男性向けアイドルグループのモーニング娘が最大16人、AKB48は48人もいますが、女性向けアイドルのSMAPや嵐はたったの5人。
この人数差に、男女の許容度の違いがはっきりと表れていると思います。
仮に48人の女性向け男性アイドルグループを作っても、AKBのようには売れないでしょう。
ファンはいずれかのメンバーのダメな所に着目して、グループ全体に不快感を持つ可能性が高い。
そんなに条件の揃った男性は滅多に存在しないのでそもそも作れないと思いますが。
良く言えば寛容、悪く言えば杜撰な男性は、好みの一つでも合致すれば惚れてしまうので相手探しに困ることは少ない。
減点方式ではなく加点方式で見れば、48人の嫁を愛することも可能でしょう。
(受け入れてもらえるかは別問題)
良く言えば潔癖、悪く言えば不寛容な女性は、一つでも粗を見つけたら相手を拒否してしまう傾向があります。
婚活女性が相手を見つけようと思ったら、年収や学歴のハードルを下げるのではなく、「優先順位を定めて本当に大事な条件に集中する」ことを考えてみた方がいいでしょう。
一番大切な部分に集中すれば、それほど重要ではない欠点に惑わされることはなくなります。
恋人探しでも就職面接でもポケモンの厳選でも、相手を選ぼうとすると誰しも自分の知らないうちに必要以上に多くのことを求めてしまっているもの。
まずはそれに気づくことです。

なんとなく婚活の女性を批判するような内容になってしまいましたが、別に女性や恋愛に限った話ではありません。
このような欠点に注目する傾向は人間が潜在的に持つ強力な本能です。
いつも部下や友人の短所ばかり見ていると、彼等の大事な長所を見落としてしまうことがあります。

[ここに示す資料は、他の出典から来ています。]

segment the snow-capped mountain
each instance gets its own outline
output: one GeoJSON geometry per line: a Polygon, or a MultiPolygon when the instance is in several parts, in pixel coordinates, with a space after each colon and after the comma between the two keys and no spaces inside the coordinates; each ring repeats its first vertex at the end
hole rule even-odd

些細な懸念点を言い訳にして、行動や決断を避けようとすることもあります。
大きく稼げる投資やビジネスを見つけても、リスクを恐れて踏み出せないこともあります。
やらない理由を見つけて拒否するのは簡単です。
時期が悪い。
先が見えない。
体調が悪い。
信頼できない。
忙しい。
馬鹿にされる。
めんどくさい。
安全を確保したい。
でも、そうやって落としていくと、できることは何も残りません。
0.1%しかいない「普通の男性」を求めて失敗する婚活女性のように、ありもしない幻想を延々と探し続けるだけです。
複数の条件を提示してそれ以外を拒否するということは、「何もしたくない」と言っているのと同じことです。
選択とは、常にメリットとデメリットの両方を受け入れるものでなければなりません。